FPI / September 9, 2022
By Richard Fisher
In moves that project a growing concern with China’s military buildup and aggression, Japan on Aug. 31 announced that its 2023 defense budget 5.59 trillion yen ($40.4 billion) could rise to 6.5 trillion yen ($46.2 billion) as it could request 100 more programs whose cost was unspecified.
While the 2023 budget represents about 1 percent of gross domestic product (GDP), reporting indicates this could double over the next five years.
Key programs include the beginning of mass production of new versions of the Type 12 cruise missile with a range over 1,000 kilometers, new large combat ships equipped with long-range Aegis radar and missile interceptors, to replace previous land-based Aegis anti-missile systems, a new 5+ generation combat aircraft, new attack drones and increases for ammunition stocks.
Meanwhile, to avoid Typhoon Hinnamnor on Sept. 5, Japan sent five of its Coast Guard cutters into the Taiwan Strait, which joins the United States and Canada in demonstrating that the Taiwan Straits are international waters, not internal seas as claimed by China.

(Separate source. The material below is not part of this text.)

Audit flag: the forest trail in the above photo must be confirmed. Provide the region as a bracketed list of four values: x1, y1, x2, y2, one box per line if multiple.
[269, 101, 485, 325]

Though not a deliberate challenge to China, Japan’s dispatch of Coast Guard cutters comes after China’s massive display of coordinated missile, space, air and naval exercises around Taiwan starting on Aug. 4, which also shocked Japan.
Responding to the announced Japanese defense increases, on Sept. 1, Chinese Communist Party (CCP) mouthpiece Global Times accused Japan of “going further down a dangerous path.”